А как раз то, о чем Вы спрашиваете, представляет собой уже бхеду - отличие души от Бога. Ну, имперсоналисты не хотят от Него отличаться, поэтому и не принимаю или не видят (или не хотят видеть) факта бхеды.

----------


## Вриндавана Чандра дас

> А виновата ли джива в том ,что наделена способностью совершать ошибки и принимать неправильные решения ?


А какая тут вообще вина? Может вы хотели сказать, является ли джива  причиной этого?

----------


## jivaji

> А виновата ли джива в том ,что наделена способностью совершать ошибки и принимать неправильные решения ?


Подмена понятий. Джива наделена способностью совершать *выбор*. Следствием выбора (решения, привального или неправильного) являются ошибки или отсутствие таковых. Если джива принимает ответственность за тот или иной выбор, то она автоматом становится причиной или виновником того, что она получает в результате. Если не принимает ответственности - все равно становится причиной. А если совершает выбор на основании понимания того, что результат зависит о Кришны, то тогда ответственность на Нем. В последнем случае, конечно, такая джива есть преданным Господа.

----------


## jivaji

> А какая тут вообще вина? Может вы хотели сказать, является ли джива  причиной этого?


Это знаковый ответ Вриндавана Чандры!!! Под номером 777, воть. Ну, или вопросы, а не ответ.

----------


## Gennadijjj

Причиной всех причин является Кришна .Мы падшие души ,отвернулись от Кришны ,не надо было отварачиваться.Как бы сами виноваты ,поделом нам .Но ведь Кришна является причиной всех причин.Значит причиной того, что душа отвернулась от Кришны являетля Кришна? Почему тогда глупцы ,негодяи итп. ? Мне просто кажется ,что так все и задумано,но я конечно не уверен ,просто рассуждаю.

----------


## Вриндавана Чандра дас

Вопрос потому и остается открытым, что остается желание отделенной жизни. А не наоборот. Желания определяют тип веры и философии в человеке. Дело в том, что сначала гораздо важнее понимать, что здесь не место для души, и что соответственно у нее есть намного более естественное место в духовном мире. Пока этого понимания не будет, не придет и понимание высшей любви. Это согласуется с тем, что Прабхупада говорил по вопросу поисков причин изначальной зависти. Он говорил, что важнее узнать, как отсюда выбраться, чем почему мы сюда попали. Тебя хотят забрать в духовный мир, а ты стоишь, упираешься и задаешь бесконечные вопросы. А почему "Кришна"? А почему не блм-блм и не гу-гу?

----------


## Толя

> ... Фактора времени нет. Мы на мгновенье отвернулись от Кришны, и никак не прервём это мгновенье. Потому и нужно развить такие отношения, чтобы даже мысли не было.

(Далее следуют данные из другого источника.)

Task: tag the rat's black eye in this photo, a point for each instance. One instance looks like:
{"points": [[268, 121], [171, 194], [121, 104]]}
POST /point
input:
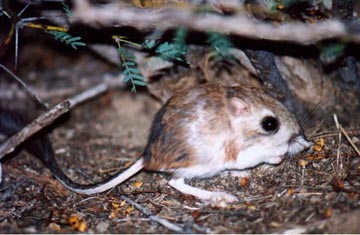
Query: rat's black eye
{"points": [[270, 124]]}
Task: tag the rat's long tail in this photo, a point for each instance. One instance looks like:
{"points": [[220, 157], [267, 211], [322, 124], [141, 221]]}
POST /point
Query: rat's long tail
{"points": [[97, 187], [40, 147]]}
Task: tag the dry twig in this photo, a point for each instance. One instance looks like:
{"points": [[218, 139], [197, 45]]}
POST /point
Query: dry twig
{"points": [[118, 14], [49, 117], [171, 226]]}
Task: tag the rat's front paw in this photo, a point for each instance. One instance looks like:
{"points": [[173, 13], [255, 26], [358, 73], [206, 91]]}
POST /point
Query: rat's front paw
{"points": [[221, 199]]}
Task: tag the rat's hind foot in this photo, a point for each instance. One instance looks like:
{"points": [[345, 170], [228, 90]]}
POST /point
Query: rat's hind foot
{"points": [[217, 198]]}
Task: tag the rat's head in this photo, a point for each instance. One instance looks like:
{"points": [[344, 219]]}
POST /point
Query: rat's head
{"points": [[265, 130]]}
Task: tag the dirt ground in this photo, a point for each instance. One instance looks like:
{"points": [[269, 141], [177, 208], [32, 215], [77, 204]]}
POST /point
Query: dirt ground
{"points": [[314, 192]]}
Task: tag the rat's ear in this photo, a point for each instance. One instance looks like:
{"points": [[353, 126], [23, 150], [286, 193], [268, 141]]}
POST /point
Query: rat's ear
{"points": [[238, 107]]}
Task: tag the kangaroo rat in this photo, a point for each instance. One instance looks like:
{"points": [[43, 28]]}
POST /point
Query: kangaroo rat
{"points": [[202, 131]]}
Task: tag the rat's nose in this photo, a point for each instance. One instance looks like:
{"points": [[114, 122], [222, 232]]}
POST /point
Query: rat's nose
{"points": [[298, 143]]}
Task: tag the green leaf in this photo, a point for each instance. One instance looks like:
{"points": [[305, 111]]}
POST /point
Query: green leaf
{"points": [[74, 39], [131, 70], [128, 78], [138, 77], [139, 83], [79, 43], [129, 63]]}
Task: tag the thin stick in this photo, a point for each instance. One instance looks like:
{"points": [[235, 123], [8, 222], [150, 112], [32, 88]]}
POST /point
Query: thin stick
{"points": [[338, 152], [28, 90], [49, 117], [346, 135], [171, 226]]}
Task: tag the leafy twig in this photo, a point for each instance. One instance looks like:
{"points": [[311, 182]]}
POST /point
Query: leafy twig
{"points": [[131, 72], [67, 11], [67, 38]]}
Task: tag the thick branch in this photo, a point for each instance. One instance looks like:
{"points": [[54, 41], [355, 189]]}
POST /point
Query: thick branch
{"points": [[241, 25], [49, 117]]}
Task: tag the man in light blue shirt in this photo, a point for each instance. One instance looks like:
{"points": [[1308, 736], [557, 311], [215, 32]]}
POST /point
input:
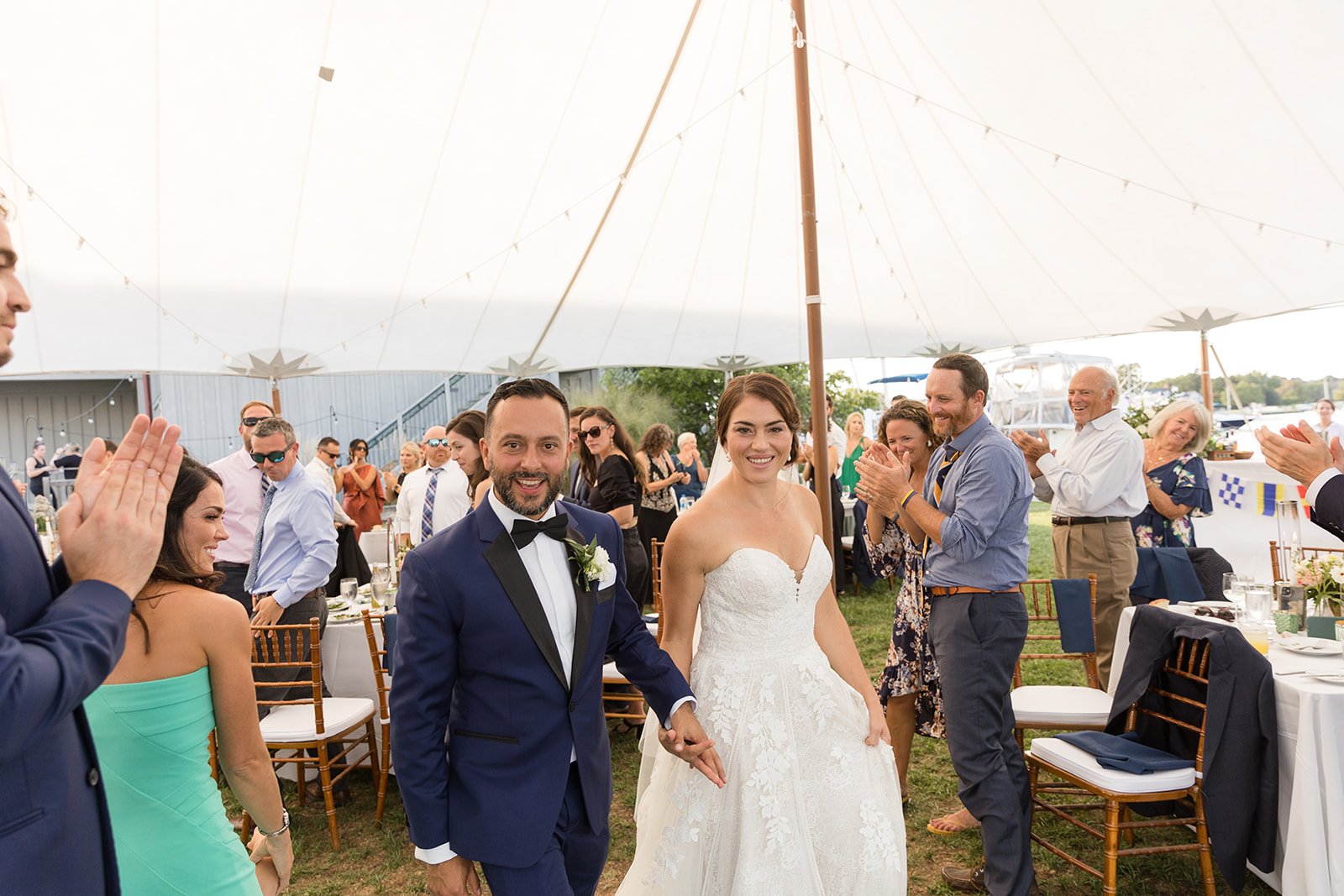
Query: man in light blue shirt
{"points": [[974, 510], [295, 547]]}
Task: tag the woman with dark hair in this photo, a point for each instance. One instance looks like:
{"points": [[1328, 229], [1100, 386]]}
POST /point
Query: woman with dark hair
{"points": [[658, 504], [186, 669], [363, 488], [616, 485], [464, 438], [811, 802], [909, 685]]}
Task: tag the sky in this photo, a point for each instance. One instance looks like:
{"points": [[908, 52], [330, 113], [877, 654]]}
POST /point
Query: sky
{"points": [[1300, 344]]}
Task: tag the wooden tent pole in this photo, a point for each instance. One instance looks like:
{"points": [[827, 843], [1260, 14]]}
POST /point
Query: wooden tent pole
{"points": [[816, 363]]}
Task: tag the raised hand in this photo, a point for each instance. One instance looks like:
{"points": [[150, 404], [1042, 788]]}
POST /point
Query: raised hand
{"points": [[685, 739], [113, 524], [1299, 452]]}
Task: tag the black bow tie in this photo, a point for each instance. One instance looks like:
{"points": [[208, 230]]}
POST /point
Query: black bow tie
{"points": [[524, 531]]}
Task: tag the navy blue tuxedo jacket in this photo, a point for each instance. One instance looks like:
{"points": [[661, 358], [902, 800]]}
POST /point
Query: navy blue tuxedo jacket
{"points": [[57, 645], [1328, 511], [476, 661]]}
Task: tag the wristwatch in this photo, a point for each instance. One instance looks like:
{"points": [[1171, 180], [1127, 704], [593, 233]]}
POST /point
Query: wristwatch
{"points": [[282, 828]]}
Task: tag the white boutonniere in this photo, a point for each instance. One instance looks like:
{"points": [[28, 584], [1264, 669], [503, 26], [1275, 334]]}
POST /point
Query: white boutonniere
{"points": [[595, 564]]}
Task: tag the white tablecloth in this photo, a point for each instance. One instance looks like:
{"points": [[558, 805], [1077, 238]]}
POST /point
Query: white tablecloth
{"points": [[1310, 857]]}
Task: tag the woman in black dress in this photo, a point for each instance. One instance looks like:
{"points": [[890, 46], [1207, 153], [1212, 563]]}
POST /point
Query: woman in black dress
{"points": [[658, 504], [616, 485]]}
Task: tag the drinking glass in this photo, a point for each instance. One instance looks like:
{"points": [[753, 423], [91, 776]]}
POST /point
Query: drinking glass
{"points": [[378, 582], [1234, 589], [1258, 602]]}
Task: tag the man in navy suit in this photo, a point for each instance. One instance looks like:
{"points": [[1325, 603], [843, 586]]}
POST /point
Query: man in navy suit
{"points": [[1300, 453], [62, 631], [501, 640]]}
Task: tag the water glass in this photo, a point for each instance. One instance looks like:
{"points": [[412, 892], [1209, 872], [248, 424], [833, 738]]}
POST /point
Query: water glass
{"points": [[1258, 602], [1234, 589]]}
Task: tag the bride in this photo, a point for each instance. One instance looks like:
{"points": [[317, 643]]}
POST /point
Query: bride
{"points": [[812, 805]]}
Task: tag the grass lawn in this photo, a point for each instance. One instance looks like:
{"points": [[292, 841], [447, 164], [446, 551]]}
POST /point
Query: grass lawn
{"points": [[381, 862]]}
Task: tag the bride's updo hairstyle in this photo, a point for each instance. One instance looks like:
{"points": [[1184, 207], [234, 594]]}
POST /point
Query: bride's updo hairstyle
{"points": [[768, 387]]}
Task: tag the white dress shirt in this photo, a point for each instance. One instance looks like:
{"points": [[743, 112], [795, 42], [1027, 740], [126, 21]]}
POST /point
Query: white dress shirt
{"points": [[450, 500], [322, 472], [1099, 472], [548, 566], [242, 506]]}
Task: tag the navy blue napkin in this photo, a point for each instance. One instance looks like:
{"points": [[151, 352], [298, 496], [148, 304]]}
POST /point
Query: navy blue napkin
{"points": [[1124, 752]]}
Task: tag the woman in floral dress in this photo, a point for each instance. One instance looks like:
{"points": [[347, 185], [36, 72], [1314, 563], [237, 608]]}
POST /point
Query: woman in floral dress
{"points": [[909, 688], [1173, 474]]}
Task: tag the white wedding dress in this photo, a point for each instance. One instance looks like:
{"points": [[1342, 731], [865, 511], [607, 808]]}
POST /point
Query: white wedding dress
{"points": [[810, 809]]}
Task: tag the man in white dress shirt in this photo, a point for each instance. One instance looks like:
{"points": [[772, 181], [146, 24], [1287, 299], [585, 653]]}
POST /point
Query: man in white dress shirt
{"points": [[244, 492], [434, 496], [1095, 486]]}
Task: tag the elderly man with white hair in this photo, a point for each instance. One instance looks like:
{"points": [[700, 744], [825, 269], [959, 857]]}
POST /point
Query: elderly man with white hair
{"points": [[1095, 485]]}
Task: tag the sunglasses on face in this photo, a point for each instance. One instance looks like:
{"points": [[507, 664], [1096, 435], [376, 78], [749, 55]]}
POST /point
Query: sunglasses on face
{"points": [[275, 457]]}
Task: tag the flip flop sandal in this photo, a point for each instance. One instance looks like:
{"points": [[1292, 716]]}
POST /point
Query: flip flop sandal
{"points": [[952, 828]]}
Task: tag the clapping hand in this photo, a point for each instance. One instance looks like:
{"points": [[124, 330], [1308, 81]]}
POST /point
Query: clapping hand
{"points": [[685, 739], [1299, 452], [884, 479]]}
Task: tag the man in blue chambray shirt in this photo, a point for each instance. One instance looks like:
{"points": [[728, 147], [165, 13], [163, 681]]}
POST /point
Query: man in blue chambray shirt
{"points": [[974, 510], [295, 547]]}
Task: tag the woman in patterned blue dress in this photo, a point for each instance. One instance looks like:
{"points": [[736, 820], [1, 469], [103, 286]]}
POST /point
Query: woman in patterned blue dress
{"points": [[909, 688], [1173, 474]]}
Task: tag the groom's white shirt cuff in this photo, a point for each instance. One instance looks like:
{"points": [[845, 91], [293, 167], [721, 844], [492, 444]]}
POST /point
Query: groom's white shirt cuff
{"points": [[436, 856]]}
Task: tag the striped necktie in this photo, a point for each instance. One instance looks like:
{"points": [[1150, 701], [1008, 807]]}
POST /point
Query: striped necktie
{"points": [[428, 513], [937, 488], [250, 582]]}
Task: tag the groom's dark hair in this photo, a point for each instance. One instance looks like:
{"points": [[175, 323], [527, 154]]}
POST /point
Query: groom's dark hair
{"points": [[530, 387]]}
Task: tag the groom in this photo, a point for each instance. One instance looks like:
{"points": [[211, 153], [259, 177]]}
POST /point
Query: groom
{"points": [[503, 636]]}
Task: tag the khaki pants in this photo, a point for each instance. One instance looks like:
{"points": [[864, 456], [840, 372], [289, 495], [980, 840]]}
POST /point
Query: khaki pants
{"points": [[1106, 550]]}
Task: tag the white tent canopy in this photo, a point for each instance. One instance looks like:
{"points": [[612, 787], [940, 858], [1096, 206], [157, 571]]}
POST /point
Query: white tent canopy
{"points": [[988, 175]]}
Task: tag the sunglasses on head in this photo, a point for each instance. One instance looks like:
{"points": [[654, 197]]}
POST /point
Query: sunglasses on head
{"points": [[275, 457]]}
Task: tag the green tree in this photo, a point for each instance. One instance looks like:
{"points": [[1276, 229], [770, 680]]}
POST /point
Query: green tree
{"points": [[848, 398]]}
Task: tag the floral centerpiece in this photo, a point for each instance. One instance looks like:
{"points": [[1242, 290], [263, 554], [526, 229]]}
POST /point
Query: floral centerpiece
{"points": [[1323, 578]]}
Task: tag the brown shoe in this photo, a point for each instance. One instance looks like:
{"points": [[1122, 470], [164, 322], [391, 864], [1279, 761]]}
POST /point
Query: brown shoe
{"points": [[965, 880], [972, 880]]}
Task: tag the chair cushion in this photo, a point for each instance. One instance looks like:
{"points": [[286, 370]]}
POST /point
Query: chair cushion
{"points": [[289, 725], [1084, 765], [1054, 705]]}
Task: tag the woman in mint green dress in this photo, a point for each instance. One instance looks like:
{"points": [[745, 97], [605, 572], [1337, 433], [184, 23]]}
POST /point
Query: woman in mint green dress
{"points": [[186, 669]]}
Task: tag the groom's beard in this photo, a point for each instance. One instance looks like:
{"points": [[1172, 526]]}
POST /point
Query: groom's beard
{"points": [[503, 485]]}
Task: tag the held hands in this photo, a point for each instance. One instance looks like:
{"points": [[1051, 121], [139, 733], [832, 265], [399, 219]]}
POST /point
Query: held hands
{"points": [[276, 851], [878, 731], [1299, 452], [685, 739], [454, 878], [113, 524]]}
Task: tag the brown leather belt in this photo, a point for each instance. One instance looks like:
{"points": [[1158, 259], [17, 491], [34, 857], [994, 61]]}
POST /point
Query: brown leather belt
{"points": [[941, 591], [1085, 520]]}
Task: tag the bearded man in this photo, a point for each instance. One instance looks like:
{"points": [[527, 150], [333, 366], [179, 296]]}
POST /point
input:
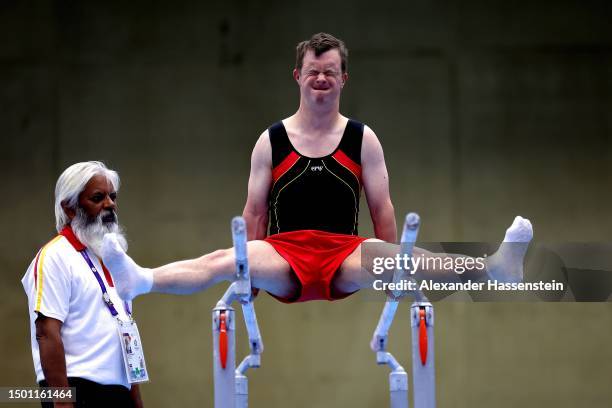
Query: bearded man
{"points": [[74, 309]]}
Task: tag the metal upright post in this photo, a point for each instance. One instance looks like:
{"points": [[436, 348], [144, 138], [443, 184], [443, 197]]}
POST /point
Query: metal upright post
{"points": [[231, 383], [398, 378], [224, 355]]}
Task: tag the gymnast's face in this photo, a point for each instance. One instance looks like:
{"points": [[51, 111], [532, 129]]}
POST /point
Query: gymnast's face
{"points": [[321, 78]]}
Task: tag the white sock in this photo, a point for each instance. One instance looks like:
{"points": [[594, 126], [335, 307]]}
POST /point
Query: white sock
{"points": [[506, 265], [130, 279]]}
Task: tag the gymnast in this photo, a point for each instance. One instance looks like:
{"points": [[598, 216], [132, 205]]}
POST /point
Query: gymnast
{"points": [[307, 173]]}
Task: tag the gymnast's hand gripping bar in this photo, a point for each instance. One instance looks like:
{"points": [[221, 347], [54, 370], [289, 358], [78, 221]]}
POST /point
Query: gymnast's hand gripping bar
{"points": [[422, 336], [231, 384]]}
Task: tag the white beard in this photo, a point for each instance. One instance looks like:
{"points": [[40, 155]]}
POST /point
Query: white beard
{"points": [[91, 233]]}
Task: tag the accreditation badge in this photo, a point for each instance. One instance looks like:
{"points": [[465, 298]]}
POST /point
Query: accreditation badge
{"points": [[133, 356]]}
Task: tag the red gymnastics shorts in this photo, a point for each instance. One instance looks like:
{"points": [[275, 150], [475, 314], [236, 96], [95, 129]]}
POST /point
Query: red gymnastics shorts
{"points": [[315, 257]]}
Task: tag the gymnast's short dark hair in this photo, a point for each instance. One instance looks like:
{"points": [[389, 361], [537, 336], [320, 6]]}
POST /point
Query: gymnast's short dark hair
{"points": [[319, 43]]}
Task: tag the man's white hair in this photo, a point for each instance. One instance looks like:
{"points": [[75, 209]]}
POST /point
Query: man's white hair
{"points": [[71, 184]]}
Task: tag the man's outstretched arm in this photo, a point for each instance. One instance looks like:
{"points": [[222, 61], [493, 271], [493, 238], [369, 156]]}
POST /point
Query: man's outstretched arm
{"points": [[376, 186], [256, 208]]}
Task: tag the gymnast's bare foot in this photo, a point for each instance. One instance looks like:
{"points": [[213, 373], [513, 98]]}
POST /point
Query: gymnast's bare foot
{"points": [[506, 265], [130, 279]]}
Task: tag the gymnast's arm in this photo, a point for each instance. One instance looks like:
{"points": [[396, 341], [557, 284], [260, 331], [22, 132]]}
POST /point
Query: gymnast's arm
{"points": [[376, 186], [256, 209]]}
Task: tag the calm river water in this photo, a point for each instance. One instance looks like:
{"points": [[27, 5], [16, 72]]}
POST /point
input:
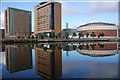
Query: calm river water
{"points": [[61, 60]]}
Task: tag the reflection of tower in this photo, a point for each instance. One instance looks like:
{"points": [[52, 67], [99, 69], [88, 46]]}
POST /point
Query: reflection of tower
{"points": [[66, 25], [18, 58], [67, 53], [49, 62]]}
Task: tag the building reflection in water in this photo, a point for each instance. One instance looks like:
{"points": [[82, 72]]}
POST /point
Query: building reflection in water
{"points": [[2, 48], [49, 60], [18, 58], [98, 49]]}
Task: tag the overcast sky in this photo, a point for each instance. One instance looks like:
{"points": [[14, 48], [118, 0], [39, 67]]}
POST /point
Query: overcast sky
{"points": [[74, 12]]}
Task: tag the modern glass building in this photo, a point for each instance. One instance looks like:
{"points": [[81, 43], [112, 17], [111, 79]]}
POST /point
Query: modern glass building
{"points": [[47, 18], [17, 22]]}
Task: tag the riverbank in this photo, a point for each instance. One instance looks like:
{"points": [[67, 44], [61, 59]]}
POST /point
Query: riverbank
{"points": [[58, 40]]}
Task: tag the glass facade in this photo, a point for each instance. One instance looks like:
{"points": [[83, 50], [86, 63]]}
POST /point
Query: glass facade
{"points": [[12, 22], [52, 16]]}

Спасибо, мне очень понравилось ваше сообщение.
И, хочу добавить.
Не каждому выпадает шанс, прикоснуться к этому знанию, знанию Бога, Вед. Это знание открывается только в гуне благости, но мы не находимся на этом уровне. Но по милости Шри Чайтаньи Махапрабху и Его Божественной Милости Шрилы Прабхупады, мы можем непосредственно практиковать это знание в том положении сознания, какое оно есть на данный момент. Недавно прочел лекцию Чайтаньи Чандра Чаран Махараджа, он говорит, не забывайте об этом. Так же он говорит, что для начала нужно стать человеком, подняться до Сатва гуны, там все станет ясно, там все двери откроются автоматически, не нужно черезмерных усилий. Мы же хотим сразу Бога, сразу назад, сразу как должно быть, это Раджас. Все нормально, Кришна хочет нашего возвращения, даже больше чем мы, мы вечные частички, бесконечно малые. Нам не нужно боятся, спорить, нужно практиковать сознание Кришны, только посредством преданного служения можно постичь Его. Он непостижим, можно бесконечно говорить об этом, так и не поняв сути. Господь причина всех причин, наши ограниченные возможности, не позволят нам понять Его. Нужно погрузиться в процесс, тогда все встанет на свои места. Как говорил Е.Б.М. Шрила Прабхупада, какой смысл облизывать банку с медом - возьмите и попробуйте сам мед.
Харе Кришна!
Вот кстати вырезка



> А низшее человеческое существо живет жадностью и вожделением. Всё, что нам нужно – подняться до человеческого уровня, а там естественно откроются эти двери, не нужно будет каких-то усилий. Когда ребенок маленький, ему 5 лет, вы же ему не объясните, что такое отношения между мужчиной и женщиной? А вырастет, естественно поймет, сам. Итак, нам нужно вырасти, то есть человек это качество, это миссия, это задача, это определенная цель жизни, нужно утвердиться в этом. Если мы все стремимся к одной цели, у нас не будет никогда никаких разногласий.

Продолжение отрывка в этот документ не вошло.